Current Situation: On May 3, in the backstage comments, TJP referred to himself as a living legend. It was very TJP and what you’d expect from a Lakers fan, but in the last year, he had an excellent Best of the Super Junior and one of the greatest junior tag title reigns with Francesco Akira. A walking hodgepodge of wrestling styles, methods, and philosophies, TJP insouciantly excels at all of them.

Past Performance: The peripatetic TJP has two prior Super Juniors, and spread out to an astounding degree. His first was in 2011, where he finished near the bottom of the A block with a 3-5 record. He returned in 2022, again finishing in the bottom half of the B block with a 4-5 record.

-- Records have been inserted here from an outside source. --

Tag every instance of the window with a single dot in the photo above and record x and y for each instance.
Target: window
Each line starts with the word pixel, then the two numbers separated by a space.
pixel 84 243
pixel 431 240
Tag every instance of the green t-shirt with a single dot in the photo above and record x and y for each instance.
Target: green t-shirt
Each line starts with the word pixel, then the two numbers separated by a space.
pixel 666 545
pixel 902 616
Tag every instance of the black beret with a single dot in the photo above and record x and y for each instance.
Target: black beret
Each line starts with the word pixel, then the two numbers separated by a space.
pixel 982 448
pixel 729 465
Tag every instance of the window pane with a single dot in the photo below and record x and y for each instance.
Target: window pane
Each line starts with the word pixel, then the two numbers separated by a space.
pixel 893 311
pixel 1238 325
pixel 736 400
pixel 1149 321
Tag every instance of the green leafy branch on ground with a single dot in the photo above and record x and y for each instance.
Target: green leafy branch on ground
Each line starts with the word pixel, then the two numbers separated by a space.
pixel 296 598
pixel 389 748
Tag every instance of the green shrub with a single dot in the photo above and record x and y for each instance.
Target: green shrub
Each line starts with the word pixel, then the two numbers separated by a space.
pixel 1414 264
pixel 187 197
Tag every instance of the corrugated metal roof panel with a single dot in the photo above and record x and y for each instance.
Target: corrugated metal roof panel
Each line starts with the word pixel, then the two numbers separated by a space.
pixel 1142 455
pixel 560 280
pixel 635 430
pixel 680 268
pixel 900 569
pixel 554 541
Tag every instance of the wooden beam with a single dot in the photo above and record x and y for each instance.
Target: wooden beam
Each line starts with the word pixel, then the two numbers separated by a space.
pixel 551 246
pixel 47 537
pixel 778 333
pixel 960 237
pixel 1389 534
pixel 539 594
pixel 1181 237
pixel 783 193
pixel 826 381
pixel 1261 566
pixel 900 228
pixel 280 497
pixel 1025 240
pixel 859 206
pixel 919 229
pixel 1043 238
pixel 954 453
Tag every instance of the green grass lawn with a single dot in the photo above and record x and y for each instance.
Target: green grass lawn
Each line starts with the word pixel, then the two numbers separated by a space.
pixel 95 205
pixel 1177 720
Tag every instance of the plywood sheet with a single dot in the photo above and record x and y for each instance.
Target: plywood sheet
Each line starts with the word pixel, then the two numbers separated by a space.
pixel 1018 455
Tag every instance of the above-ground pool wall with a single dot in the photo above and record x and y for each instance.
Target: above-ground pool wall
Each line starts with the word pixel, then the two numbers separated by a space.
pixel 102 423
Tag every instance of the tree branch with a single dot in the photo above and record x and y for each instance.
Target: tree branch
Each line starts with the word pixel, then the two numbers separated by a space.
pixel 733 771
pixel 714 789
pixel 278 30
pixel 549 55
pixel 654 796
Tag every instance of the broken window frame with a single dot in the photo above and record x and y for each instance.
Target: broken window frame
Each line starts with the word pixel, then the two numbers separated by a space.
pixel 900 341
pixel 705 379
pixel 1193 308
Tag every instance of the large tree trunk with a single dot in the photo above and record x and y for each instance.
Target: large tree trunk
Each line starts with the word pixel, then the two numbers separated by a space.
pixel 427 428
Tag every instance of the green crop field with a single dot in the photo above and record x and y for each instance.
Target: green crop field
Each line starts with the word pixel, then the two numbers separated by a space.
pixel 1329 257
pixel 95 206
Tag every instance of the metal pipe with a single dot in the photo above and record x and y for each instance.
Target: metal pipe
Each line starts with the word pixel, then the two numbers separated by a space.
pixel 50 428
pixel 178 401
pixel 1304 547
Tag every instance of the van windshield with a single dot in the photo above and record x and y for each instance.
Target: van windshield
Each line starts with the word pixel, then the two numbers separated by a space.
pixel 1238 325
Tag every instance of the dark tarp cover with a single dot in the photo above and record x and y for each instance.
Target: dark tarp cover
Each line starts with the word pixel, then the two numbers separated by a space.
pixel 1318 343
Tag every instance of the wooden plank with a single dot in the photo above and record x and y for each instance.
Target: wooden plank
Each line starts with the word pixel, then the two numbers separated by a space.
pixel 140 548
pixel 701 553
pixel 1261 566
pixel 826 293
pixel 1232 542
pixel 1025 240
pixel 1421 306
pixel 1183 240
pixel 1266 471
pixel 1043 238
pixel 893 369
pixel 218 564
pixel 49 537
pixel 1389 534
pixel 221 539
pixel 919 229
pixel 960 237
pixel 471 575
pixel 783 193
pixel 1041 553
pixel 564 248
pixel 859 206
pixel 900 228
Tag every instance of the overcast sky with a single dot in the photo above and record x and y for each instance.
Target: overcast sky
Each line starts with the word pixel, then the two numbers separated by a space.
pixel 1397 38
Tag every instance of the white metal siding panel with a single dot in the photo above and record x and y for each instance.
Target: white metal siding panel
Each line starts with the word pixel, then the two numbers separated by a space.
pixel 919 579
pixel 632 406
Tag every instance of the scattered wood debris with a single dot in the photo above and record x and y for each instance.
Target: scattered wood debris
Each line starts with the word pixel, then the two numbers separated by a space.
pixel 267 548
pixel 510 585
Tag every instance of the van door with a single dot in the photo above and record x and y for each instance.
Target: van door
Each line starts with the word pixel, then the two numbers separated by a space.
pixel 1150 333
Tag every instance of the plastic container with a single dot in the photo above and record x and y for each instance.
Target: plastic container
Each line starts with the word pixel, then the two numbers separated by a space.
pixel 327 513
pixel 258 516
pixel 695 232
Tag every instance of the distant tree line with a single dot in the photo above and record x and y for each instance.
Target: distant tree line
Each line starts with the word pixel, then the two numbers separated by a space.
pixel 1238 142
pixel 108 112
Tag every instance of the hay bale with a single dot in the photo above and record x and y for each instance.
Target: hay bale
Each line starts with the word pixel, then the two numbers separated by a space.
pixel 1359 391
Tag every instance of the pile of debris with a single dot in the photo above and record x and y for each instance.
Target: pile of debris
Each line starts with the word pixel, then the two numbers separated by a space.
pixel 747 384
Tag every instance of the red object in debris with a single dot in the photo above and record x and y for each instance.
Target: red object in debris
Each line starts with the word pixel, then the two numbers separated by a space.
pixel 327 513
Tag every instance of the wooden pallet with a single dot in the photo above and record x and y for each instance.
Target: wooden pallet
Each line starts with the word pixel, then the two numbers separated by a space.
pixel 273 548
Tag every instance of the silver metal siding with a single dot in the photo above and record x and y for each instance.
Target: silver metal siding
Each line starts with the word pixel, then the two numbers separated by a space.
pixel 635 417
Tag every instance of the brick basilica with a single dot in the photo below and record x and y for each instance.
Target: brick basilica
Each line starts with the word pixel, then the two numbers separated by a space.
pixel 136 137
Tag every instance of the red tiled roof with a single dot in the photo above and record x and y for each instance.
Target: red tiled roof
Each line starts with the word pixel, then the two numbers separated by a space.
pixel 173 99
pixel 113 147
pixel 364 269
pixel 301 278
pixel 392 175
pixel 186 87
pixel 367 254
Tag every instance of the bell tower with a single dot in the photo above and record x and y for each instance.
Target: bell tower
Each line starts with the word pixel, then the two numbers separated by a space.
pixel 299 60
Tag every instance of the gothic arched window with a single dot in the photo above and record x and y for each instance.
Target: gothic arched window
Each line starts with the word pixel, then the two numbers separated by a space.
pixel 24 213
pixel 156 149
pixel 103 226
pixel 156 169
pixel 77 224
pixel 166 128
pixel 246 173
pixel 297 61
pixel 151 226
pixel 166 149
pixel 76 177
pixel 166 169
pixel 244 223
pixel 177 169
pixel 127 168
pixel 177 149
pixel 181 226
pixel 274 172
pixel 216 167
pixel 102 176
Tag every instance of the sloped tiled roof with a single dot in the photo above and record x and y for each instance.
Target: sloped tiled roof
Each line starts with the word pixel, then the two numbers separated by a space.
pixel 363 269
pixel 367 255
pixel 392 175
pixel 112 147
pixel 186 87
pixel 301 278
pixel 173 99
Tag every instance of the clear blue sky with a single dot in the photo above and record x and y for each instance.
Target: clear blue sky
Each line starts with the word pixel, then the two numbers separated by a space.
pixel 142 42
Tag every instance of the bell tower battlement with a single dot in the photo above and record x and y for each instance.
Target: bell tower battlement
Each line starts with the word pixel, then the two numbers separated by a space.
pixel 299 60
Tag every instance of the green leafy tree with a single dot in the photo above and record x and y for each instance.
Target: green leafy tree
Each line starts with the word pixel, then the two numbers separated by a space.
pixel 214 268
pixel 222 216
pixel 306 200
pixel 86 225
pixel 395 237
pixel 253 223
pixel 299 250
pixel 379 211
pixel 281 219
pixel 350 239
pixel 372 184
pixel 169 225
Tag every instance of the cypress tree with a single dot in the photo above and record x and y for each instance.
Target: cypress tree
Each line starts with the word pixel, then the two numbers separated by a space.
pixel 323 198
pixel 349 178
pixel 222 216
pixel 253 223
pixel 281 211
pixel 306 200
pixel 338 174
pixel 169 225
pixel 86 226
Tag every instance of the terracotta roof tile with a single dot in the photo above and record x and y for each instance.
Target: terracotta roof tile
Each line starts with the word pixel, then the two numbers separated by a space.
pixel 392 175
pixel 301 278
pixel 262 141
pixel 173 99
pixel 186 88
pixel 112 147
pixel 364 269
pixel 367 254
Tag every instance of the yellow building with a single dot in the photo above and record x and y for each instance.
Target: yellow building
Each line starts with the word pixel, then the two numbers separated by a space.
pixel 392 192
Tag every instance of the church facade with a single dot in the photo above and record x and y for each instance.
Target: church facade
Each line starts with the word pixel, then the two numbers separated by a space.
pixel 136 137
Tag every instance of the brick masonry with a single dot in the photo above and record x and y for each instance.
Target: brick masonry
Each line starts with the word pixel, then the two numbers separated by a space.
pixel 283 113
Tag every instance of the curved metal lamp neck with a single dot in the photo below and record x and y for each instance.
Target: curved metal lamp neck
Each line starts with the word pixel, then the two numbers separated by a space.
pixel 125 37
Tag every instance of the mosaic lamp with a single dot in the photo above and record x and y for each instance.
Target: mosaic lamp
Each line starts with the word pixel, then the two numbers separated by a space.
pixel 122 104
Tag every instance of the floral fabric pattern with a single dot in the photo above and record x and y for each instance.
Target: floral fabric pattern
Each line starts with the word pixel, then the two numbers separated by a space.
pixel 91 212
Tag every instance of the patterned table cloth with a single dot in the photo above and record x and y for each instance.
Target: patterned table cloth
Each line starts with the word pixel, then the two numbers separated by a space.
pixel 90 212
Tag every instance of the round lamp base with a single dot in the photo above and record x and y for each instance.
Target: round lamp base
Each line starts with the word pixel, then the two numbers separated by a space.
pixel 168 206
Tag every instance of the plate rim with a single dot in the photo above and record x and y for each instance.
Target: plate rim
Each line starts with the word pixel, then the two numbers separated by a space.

Booking Strength and Final Match Situation: TJP falls in the dead center of booking strength, in a four-way tie for 9th out of 20. He has one main event, on Night 7 against Hiromu Takahashi. His final night match-up is an absorbing one, indeed: a first-ever match-up against Taiji Ishimori. It could very well main event the A Block final night, and could be winner-take-all..

TJP has also been quite esoteric in his backstage comments. He has repeatedly noted that he “feels” something coming, but that he doesn’t know what it is. It doesn’t feel like arbitrary subterfuge. He certainly has the credibility, the avoirdupois, to win it all challenge at Dominion.

Chances to win: 50%

What to Look For:

  • Night 1 (May 12): TJP vs. Titan – It is self-evident from many of the more stylized things TJP does that he trained in Mexico. Expect this one to be an exhibition of technical prowess as TJP looks to avenge last year’s Night 7 Best of the Super Juniors defeat.
  • Night 9 (May 23): TJP vs. Taiji Ishimori – For two guys that have been around forever, often dancing around the same companies, they have never met before. This should be a joy to watch, as these methodical tacticians employ layers of profound techniques, looking for the openings to unleash their magnificent athleticism. 

Final Thoughts

The final tally on these totally capricious Chances of Winning percentages, in order:

  • Taiji Ishimori: 80%
  • Lio Rush: 65%
  • Titan: 50%
  • TJP: 50%
  • KUSHIDA: 25%
  • Bailey: 25%
  • SHO: 10%
  • DOUKI: 5%
  • Hiromu Takahashi: 0%
  • Ryusuke Taguchi: 0%

Because two people will emerge from the block, it’s futile to predict anything, especially since Hiromu Takahashi could win the block and still not make it to the finals. We think this represents the most likely options to represent A Block in the final, and who has the most credible chance to face Hiromu at Dominion.